Item 4 | Summary of Material Change |
Primero announced that it has entered into an agreement with a syndicate of underwriters pursuant to which the underwriters have agreed to purchase on a bought-deal basis, 19,150,000 units of Primero (the Units) at a price of Cdn$2.35 per Unit (the Offering), representing aggregate gross proceeds to Primero of Cdn$45,002,500.
5.1 | Full Description of Material Change |
Primero announced that it has entered into an agreement with a syndicate of underwriters pursuant to which the underwriters have agreed to purchase on a bought-deal basis, 19,150,000 Units at a price of Cdn$2.35 per Unit, representing aggregate gross proceeds to Primero of Cdn$45,002,500.
Each Unit will consist of one common share of Primero (Common Share) and one-half of one common share purchase warrant of Primero (each whole common share purchase warrant a Warrant). Each whole Warrant will entitle the holder thereof to acquire one Common Share of Primero at an exercise price of Cdn$3.35 per Common Share, for a period of 24 months following the closing of the Offering.
The Common Shares and the Warrants comprising the Units will separate following the closing of the Offering.
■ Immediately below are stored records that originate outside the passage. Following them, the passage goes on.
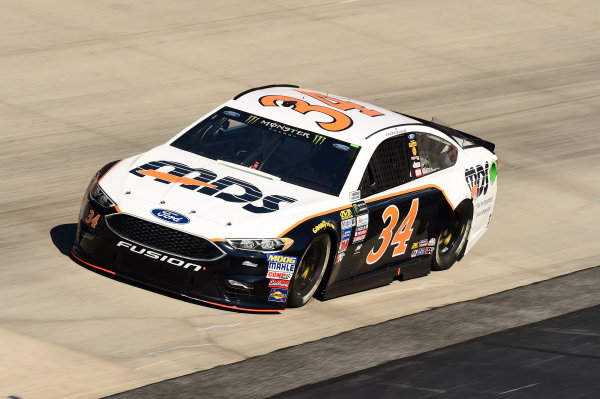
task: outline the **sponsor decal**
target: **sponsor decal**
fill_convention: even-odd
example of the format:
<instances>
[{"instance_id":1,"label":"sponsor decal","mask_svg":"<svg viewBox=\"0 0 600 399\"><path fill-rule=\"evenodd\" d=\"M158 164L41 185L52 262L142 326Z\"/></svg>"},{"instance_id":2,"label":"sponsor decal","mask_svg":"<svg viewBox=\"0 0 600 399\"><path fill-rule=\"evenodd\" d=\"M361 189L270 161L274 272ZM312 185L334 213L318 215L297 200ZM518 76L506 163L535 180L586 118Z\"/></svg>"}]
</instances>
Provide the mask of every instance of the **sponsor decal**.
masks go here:
<instances>
[{"instance_id":1,"label":"sponsor decal","mask_svg":"<svg viewBox=\"0 0 600 399\"><path fill-rule=\"evenodd\" d=\"M417 142L416 141L411 141L411 142L408 143L408 147L409 148L413 148L413 147L416 147L416 146L417 146Z\"/></svg>"},{"instance_id":2,"label":"sponsor decal","mask_svg":"<svg viewBox=\"0 0 600 399\"><path fill-rule=\"evenodd\" d=\"M356 234L354 234L354 238L352 239L352 244L356 244L358 242L363 242L365 240L366 236L367 236L366 228L364 230L357 231Z\"/></svg>"},{"instance_id":3,"label":"sponsor decal","mask_svg":"<svg viewBox=\"0 0 600 399\"><path fill-rule=\"evenodd\" d=\"M185 260L172 257L171 255L166 255L161 252L153 251L148 248L144 248L141 245L132 244L127 241L119 241L117 243L117 247L128 248L129 251L135 254L147 256L150 259L154 259L159 262L165 262L173 266L181 266L184 269L194 270L195 272L202 270L202 266L197 265L195 263L187 262Z\"/></svg>"},{"instance_id":4,"label":"sponsor decal","mask_svg":"<svg viewBox=\"0 0 600 399\"><path fill-rule=\"evenodd\" d=\"M364 201L357 202L356 204L352 204L352 209L354 209L355 215L360 215L361 213L368 213L369 207Z\"/></svg>"},{"instance_id":5,"label":"sponsor decal","mask_svg":"<svg viewBox=\"0 0 600 399\"><path fill-rule=\"evenodd\" d=\"M413 249L412 252L410 253L410 257L411 258L415 258L417 256L417 253L419 252L418 249Z\"/></svg>"},{"instance_id":6,"label":"sponsor decal","mask_svg":"<svg viewBox=\"0 0 600 399\"><path fill-rule=\"evenodd\" d=\"M491 211L492 211L492 207L491 207L491 206L488 206L488 207L487 207L487 208L485 208L485 209L481 209L481 210L477 211L477 214L475 215L475 217L476 217L476 218L478 218L478 217L480 217L480 216L483 216L483 215L485 215L486 213L488 213L488 212L491 212Z\"/></svg>"},{"instance_id":7,"label":"sponsor decal","mask_svg":"<svg viewBox=\"0 0 600 399\"><path fill-rule=\"evenodd\" d=\"M152 209L152 214L154 215L154 217L162 219L169 223L185 224L190 222L190 219L188 219L181 213L173 212L168 209Z\"/></svg>"},{"instance_id":8,"label":"sponsor decal","mask_svg":"<svg viewBox=\"0 0 600 399\"><path fill-rule=\"evenodd\" d=\"M360 191L350 191L350 202L358 201L360 199Z\"/></svg>"},{"instance_id":9,"label":"sponsor decal","mask_svg":"<svg viewBox=\"0 0 600 399\"><path fill-rule=\"evenodd\" d=\"M350 238L350 234L352 232L352 228L342 230L342 240L346 240Z\"/></svg>"},{"instance_id":10,"label":"sponsor decal","mask_svg":"<svg viewBox=\"0 0 600 399\"><path fill-rule=\"evenodd\" d=\"M271 302L285 302L287 299L288 290L283 288L271 288L271 294L269 295L269 301Z\"/></svg>"},{"instance_id":11,"label":"sponsor decal","mask_svg":"<svg viewBox=\"0 0 600 399\"><path fill-rule=\"evenodd\" d=\"M369 224L369 215L360 215L356 217L356 226L367 226Z\"/></svg>"},{"instance_id":12,"label":"sponsor decal","mask_svg":"<svg viewBox=\"0 0 600 399\"><path fill-rule=\"evenodd\" d=\"M421 157L420 157L420 156L418 156L418 155L415 155L415 156L412 156L412 157L410 157L410 160L411 160L411 161L420 161L420 160L421 160Z\"/></svg>"},{"instance_id":13,"label":"sponsor decal","mask_svg":"<svg viewBox=\"0 0 600 399\"><path fill-rule=\"evenodd\" d=\"M424 239L424 240L419 241L419 248L426 247L428 243L429 243L428 239Z\"/></svg>"},{"instance_id":14,"label":"sponsor decal","mask_svg":"<svg viewBox=\"0 0 600 399\"><path fill-rule=\"evenodd\" d=\"M421 162L413 162L412 167L413 167L413 169L420 168Z\"/></svg>"},{"instance_id":15,"label":"sponsor decal","mask_svg":"<svg viewBox=\"0 0 600 399\"><path fill-rule=\"evenodd\" d=\"M361 249L362 249L362 244L357 245L356 248L354 248L354 255L357 255L358 253L360 253Z\"/></svg>"},{"instance_id":16,"label":"sponsor decal","mask_svg":"<svg viewBox=\"0 0 600 399\"><path fill-rule=\"evenodd\" d=\"M260 117L258 117L256 115L250 115L250 116L248 116L248 118L246 118L245 122L247 124L253 124L255 122L258 122L259 119L260 119Z\"/></svg>"},{"instance_id":17,"label":"sponsor decal","mask_svg":"<svg viewBox=\"0 0 600 399\"><path fill-rule=\"evenodd\" d=\"M316 234L327 227L335 230L335 224L321 220L321 223L313 227L312 232Z\"/></svg>"},{"instance_id":18,"label":"sponsor decal","mask_svg":"<svg viewBox=\"0 0 600 399\"><path fill-rule=\"evenodd\" d=\"M432 254L434 248L435 247L427 247L427 248L425 248L425 255Z\"/></svg>"},{"instance_id":19,"label":"sponsor decal","mask_svg":"<svg viewBox=\"0 0 600 399\"><path fill-rule=\"evenodd\" d=\"M219 198L223 201L242 203L245 204L242 209L252 213L275 212L279 210L280 203L294 203L297 201L295 198L283 195L263 197L262 191L247 181L231 176L217 178L217 174L211 170L192 168L178 162L151 161L130 170L129 173L140 178L149 176L155 182L161 184L178 184L182 189ZM236 193L232 194L231 192L234 190L231 189L225 192L229 187L235 187ZM261 199L262 204L260 203Z\"/></svg>"},{"instance_id":20,"label":"sponsor decal","mask_svg":"<svg viewBox=\"0 0 600 399\"><path fill-rule=\"evenodd\" d=\"M258 266L258 263L253 263L253 262L250 262L249 260L245 260L242 262L242 266L256 267L256 266Z\"/></svg>"},{"instance_id":21,"label":"sponsor decal","mask_svg":"<svg viewBox=\"0 0 600 399\"><path fill-rule=\"evenodd\" d=\"M427 243L427 245L434 246L435 245L435 238L430 239L429 242Z\"/></svg>"},{"instance_id":22,"label":"sponsor decal","mask_svg":"<svg viewBox=\"0 0 600 399\"><path fill-rule=\"evenodd\" d=\"M274 272L269 270L267 272L267 278L277 279L277 280L291 280L294 273L286 273L286 272Z\"/></svg>"},{"instance_id":23,"label":"sponsor decal","mask_svg":"<svg viewBox=\"0 0 600 399\"><path fill-rule=\"evenodd\" d=\"M410 249L417 249L417 248L419 248L419 243L418 242L413 242L413 244L410 247Z\"/></svg>"},{"instance_id":24,"label":"sponsor decal","mask_svg":"<svg viewBox=\"0 0 600 399\"><path fill-rule=\"evenodd\" d=\"M423 176L423 171L421 170L421 168L415 169L415 177L421 177L421 176Z\"/></svg>"},{"instance_id":25,"label":"sponsor decal","mask_svg":"<svg viewBox=\"0 0 600 399\"><path fill-rule=\"evenodd\" d=\"M288 272L293 273L296 269L296 261L298 258L295 256L284 256L269 254L267 255L267 261L269 262L269 271L274 272Z\"/></svg>"},{"instance_id":26,"label":"sponsor decal","mask_svg":"<svg viewBox=\"0 0 600 399\"><path fill-rule=\"evenodd\" d=\"M476 205L477 208L481 208L482 206L486 206L489 205L490 203L492 203L494 201L494 196L491 196L488 199L485 199L483 201L479 201Z\"/></svg>"},{"instance_id":27,"label":"sponsor decal","mask_svg":"<svg viewBox=\"0 0 600 399\"><path fill-rule=\"evenodd\" d=\"M346 220L346 219L350 219L351 217L354 217L354 215L352 214L352 209L348 208L348 209L344 209L343 211L340 211L340 217L342 218L342 220Z\"/></svg>"},{"instance_id":28,"label":"sponsor decal","mask_svg":"<svg viewBox=\"0 0 600 399\"><path fill-rule=\"evenodd\" d=\"M492 222L492 214L490 213L490 217L488 218L487 225L485 227L490 227L490 223Z\"/></svg>"},{"instance_id":29,"label":"sponsor decal","mask_svg":"<svg viewBox=\"0 0 600 399\"><path fill-rule=\"evenodd\" d=\"M273 121L268 121L266 119L263 119L260 121L260 124L263 125L264 127L268 128L269 131L271 131L271 132L283 134L283 135L290 136L290 137L304 137L309 140L311 138L311 133L304 131L304 130L296 129L295 127L284 125L283 123L273 122ZM314 141L314 138L313 138L313 141ZM322 144L322 141L319 144Z\"/></svg>"},{"instance_id":30,"label":"sponsor decal","mask_svg":"<svg viewBox=\"0 0 600 399\"><path fill-rule=\"evenodd\" d=\"M315 134L313 137L313 144L321 145L325 142L325 136L321 136L320 134Z\"/></svg>"},{"instance_id":31,"label":"sponsor decal","mask_svg":"<svg viewBox=\"0 0 600 399\"><path fill-rule=\"evenodd\" d=\"M289 286L289 280L269 280L269 287L288 289Z\"/></svg>"},{"instance_id":32,"label":"sponsor decal","mask_svg":"<svg viewBox=\"0 0 600 399\"><path fill-rule=\"evenodd\" d=\"M486 161L485 165L476 165L465 170L465 180L471 189L471 198L477 198L487 194L490 182L490 164Z\"/></svg>"},{"instance_id":33,"label":"sponsor decal","mask_svg":"<svg viewBox=\"0 0 600 399\"><path fill-rule=\"evenodd\" d=\"M413 147L412 154L415 155L415 156L417 155L417 148L416 147Z\"/></svg>"},{"instance_id":34,"label":"sponsor decal","mask_svg":"<svg viewBox=\"0 0 600 399\"><path fill-rule=\"evenodd\" d=\"M415 139L415 134L414 133L409 134L408 135L408 139L409 140L414 140Z\"/></svg>"},{"instance_id":35,"label":"sponsor decal","mask_svg":"<svg viewBox=\"0 0 600 399\"><path fill-rule=\"evenodd\" d=\"M342 220L342 229L349 229L354 226L354 218Z\"/></svg>"},{"instance_id":36,"label":"sponsor decal","mask_svg":"<svg viewBox=\"0 0 600 399\"><path fill-rule=\"evenodd\" d=\"M231 116L232 118L239 118L240 114L234 111L223 111L223 113L227 116Z\"/></svg>"},{"instance_id":37,"label":"sponsor decal","mask_svg":"<svg viewBox=\"0 0 600 399\"><path fill-rule=\"evenodd\" d=\"M342 259L344 259L344 255L346 253L345 252L340 252L339 254L337 254L337 257L335 258L335 264L337 265L338 263L340 263L342 261Z\"/></svg>"},{"instance_id":38,"label":"sponsor decal","mask_svg":"<svg viewBox=\"0 0 600 399\"><path fill-rule=\"evenodd\" d=\"M417 249L417 256L425 255L425 250L427 248L419 248Z\"/></svg>"},{"instance_id":39,"label":"sponsor decal","mask_svg":"<svg viewBox=\"0 0 600 399\"><path fill-rule=\"evenodd\" d=\"M405 132L406 132L406 129L398 129L397 127L395 127L394 130L386 132L385 137L397 136L397 135L405 133Z\"/></svg>"},{"instance_id":40,"label":"sponsor decal","mask_svg":"<svg viewBox=\"0 0 600 399\"><path fill-rule=\"evenodd\" d=\"M348 243L350 240L346 238L340 242L340 247L338 248L338 252L345 252L348 249Z\"/></svg>"},{"instance_id":41,"label":"sponsor decal","mask_svg":"<svg viewBox=\"0 0 600 399\"><path fill-rule=\"evenodd\" d=\"M348 147L347 145L339 144L339 143L335 143L333 145L333 147L337 148L338 150L342 150L342 151L350 151L350 147Z\"/></svg>"}]
</instances>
Each whole Warrant will entitle the holder to acquire, subject to adjustment in certain circumstances, one Common Share at an exercise price of Cdn$3.35 until 5:00 p.m. (Toronto time) on the date that is 24 months from the Closing Date, after which time the Warrants will be void and of no value.
Primero has also granted the underwriters an over-allotment option to purchase up to an additional 2,872,500 Units, at a price of Cdn$2.35 per Unit, on the same terms and conditions as the Offering, exercisable at any time, in whole or in part, until the date that is 30 days following the closing of the Offering.
The net proceeds of the Offering will be used to advance development at Primeros San Dimas and Black Fox mines as well as for exploration, working capital and general corporate purposes. The Offering is anticipated to close on or about June 24, 2016 and is subject to certain conditions including, but not limited to, the receipt of all necessary approvals including the approval of the Toronto Stock Exchange and the applicable securities regulatory authorities.
5.2 | Disclosure for Restructuring Transactions |
Not applicable.
Item 6 | Reliance on subsection 7.1(2) of National Instrument 51-102 |
Not applicable.
Item 7 | Omitted Information |
Not applicable.
Item 8 | Executive Officer |
Further information regarding the matters described in this report may be obtained from Tamara Brown, Vice-President, Corporate Development & Investor Relations of Primero, who is knowledgeable about the details of this material change and may be contacted at (416) 814-3168 or [email protected].
Item 9 | Date of Report |
June 9, 2016.
This material change report shall not constitute an offer to sell or the solicitation of an offer to buy the securities in any jurisdiction in which such offer, sale or solicitation would be unlawful. The securities offered have not been and will not be registered under the U.S. Securities Act of 1933, as amended, or any state securities laws and may not be offered or sold in the United States absent registration or an applicable exemption from the registration requirements of such Act.